University of Nebraska Medical Center & VA Nebraska-Western Iowa Health Care System, 986270 Nebraska Medical Center, Omaha, NE 68198-6270, United States.
Albany Medical College and The Center of Rheumatology, 43 New Scotland Ave, Albany, NY 12208, United States; Corrona LLC, 1440 Main St, Waltham, MA, 02451 and Columbia University, New York, NY 10027, United States.
Int Immunopharmacol. 2021 Feb;91:107260. doi: 10.1016/j.intimp.2020.107260. Epub 2020 Dec 23.
Although biologics represent a major advance in rheumatoid arthritis (RA), many patients fail to achieve adequate responses to these agents. We examined whether combined positivity to three well-characterized autoantibodies predicts treatment response among RA patients initiating biologics.
The study included biologic-naïve patients initiating anti-TNF treatment, biologic-exposed patients switching to rituximab or tocilizumab, and patients (biologic naïve or exposed) initiating abatacept. Rheumatoid factor (RF), anti-cyclic citrullinated peptide (CCP) antibody, and IgG antibodies to malondialdehyde-acetaldehyde (MAA) were measured using banked enrollment serum. The relationship between the number of autoantibodies positive (0-3) and treatment response (absolute improvement in 28-joint Disease Activity Score [DAS28-CRP] or improvement > 1.2) at 6 months was examined using multivariable linear and logistic regression.

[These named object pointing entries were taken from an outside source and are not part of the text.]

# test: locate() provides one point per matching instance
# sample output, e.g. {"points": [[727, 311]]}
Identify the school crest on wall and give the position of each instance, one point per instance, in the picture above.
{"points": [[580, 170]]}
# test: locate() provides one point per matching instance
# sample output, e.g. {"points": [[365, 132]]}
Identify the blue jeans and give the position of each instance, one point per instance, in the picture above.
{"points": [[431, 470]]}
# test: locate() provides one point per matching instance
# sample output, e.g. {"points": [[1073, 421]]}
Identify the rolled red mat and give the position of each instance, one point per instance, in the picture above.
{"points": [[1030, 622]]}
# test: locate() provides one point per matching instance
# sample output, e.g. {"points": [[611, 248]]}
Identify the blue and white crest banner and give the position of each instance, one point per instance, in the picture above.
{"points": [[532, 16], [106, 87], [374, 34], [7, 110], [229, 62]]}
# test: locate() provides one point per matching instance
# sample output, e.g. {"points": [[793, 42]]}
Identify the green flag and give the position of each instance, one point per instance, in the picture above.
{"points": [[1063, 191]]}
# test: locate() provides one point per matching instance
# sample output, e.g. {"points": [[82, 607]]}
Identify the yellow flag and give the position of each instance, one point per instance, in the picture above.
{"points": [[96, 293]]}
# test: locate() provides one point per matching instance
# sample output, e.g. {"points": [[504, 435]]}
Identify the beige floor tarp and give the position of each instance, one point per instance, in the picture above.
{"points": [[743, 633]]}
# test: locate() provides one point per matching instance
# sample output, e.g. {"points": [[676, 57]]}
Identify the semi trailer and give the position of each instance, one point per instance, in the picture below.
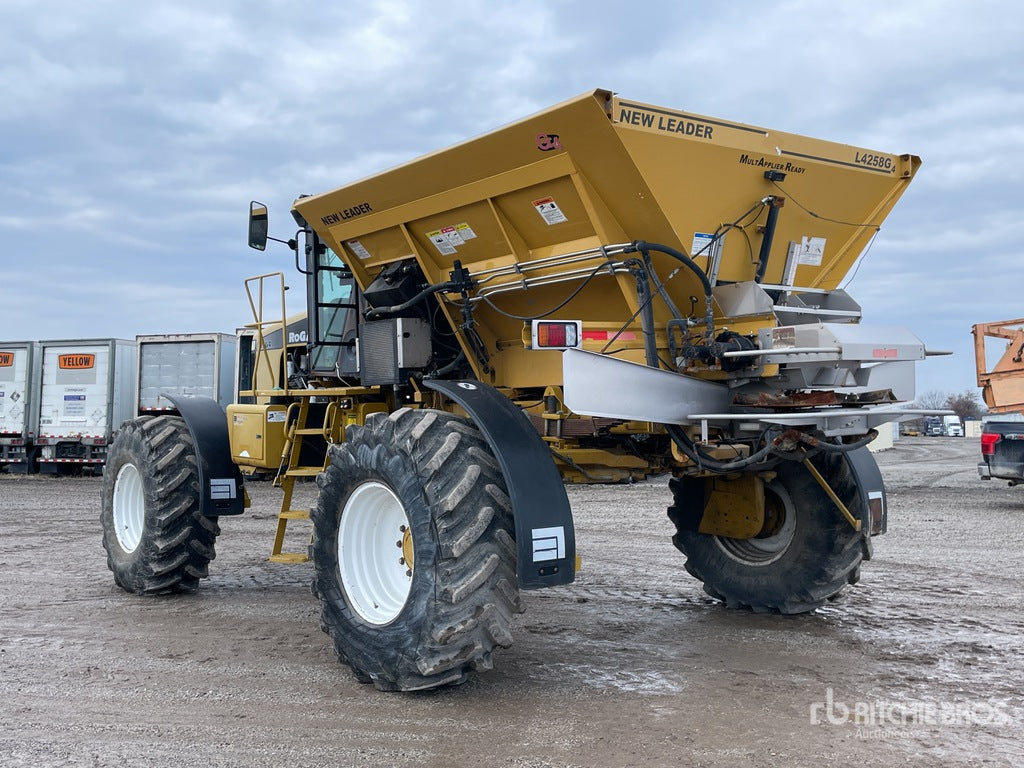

Of 1,229 patients initiating biologics, 79% were women; 89% were Caucasian. The number of baseline RA-related autoantibodies positive was associated with improved treatment response in a dose-dependent fashion. Compared to patients seronegative for all autoantibodies, adjusting for covariates, those positive for all three were more than twice (OR 2.35; 95% CI 1.57-3.51) as likely to achieve DAS28 improvement > 1.2 units. Associations of autoantibody positivity with biologic treatment response were strongest for anti-CCP antibody, persisted in analyses limited to biologic naïve patients, and did not appear to differ markedly among different agents examined.
An expanded autoantibody profile appears to significantly predict RA treatment response to biologic treatment in a dose-dependent fashion. Incorporating these serologic profiles with additional biomarkers or other informative patient characteristics could provide an opportunity to personalize RA management.
尽管生物制剂代表了类风湿关节炎(RA)治疗的重大进展,但许多患者对这些药物的反应并不充分。我们研究了在开始使用生物制剂的 RA 患者中,三种特征明确的自身抗体同时阳性是否可预测治疗反应。
该研究纳入了开始接受抗 TNF 治疗的生物制剂初治患者、转换为利妥昔单抗或托珠单抗的生物制剂暴露患者,以及开始使用阿巴西普的生物制剂初治或暴露患者。采用储存的入组血清检测类风湿因子(RF)、抗环瓜氨酸肽(CCP)抗体和丙二醛-乙醛(MAA)IgG 抗体。采用多变量线性和逻辑回归分析比较基线时自身抗体阳性(0-3 种)数目与 6 个月时治疗反应(28 关节疾病活动度评分[DAS28-CRP]绝对改善或改善>1.2)之间的关系。
在 1229 例开始使用生物制剂的患者中,79%为女性;89%为白种人。基线时 RA 相关自身抗体阳性的数目与剂量依赖性治疗反应改善相关。与所有自身抗体均阴性的患者相比,校正混杂因素后,三种抗体均阳性的患者 DAS28 改善>1.2 单位的可能性是其两倍多(OR 2.35;95%CI 1.57-3.51)。抗 CCP 抗体与生物制剂治疗反应的相关性最强,在仅限于生物制剂初治患者的分析中仍持续存在,且在不同检查的药物之间似乎差异不大。
更广泛的自身抗体谱似乎以剂量依赖性方式显著预测 RA 对生物制剂治疗的反应。将这些血清学谱与其他生物标志物或其他有意义的患者特征相结合,可能为 RA 管理的个体化提供机会。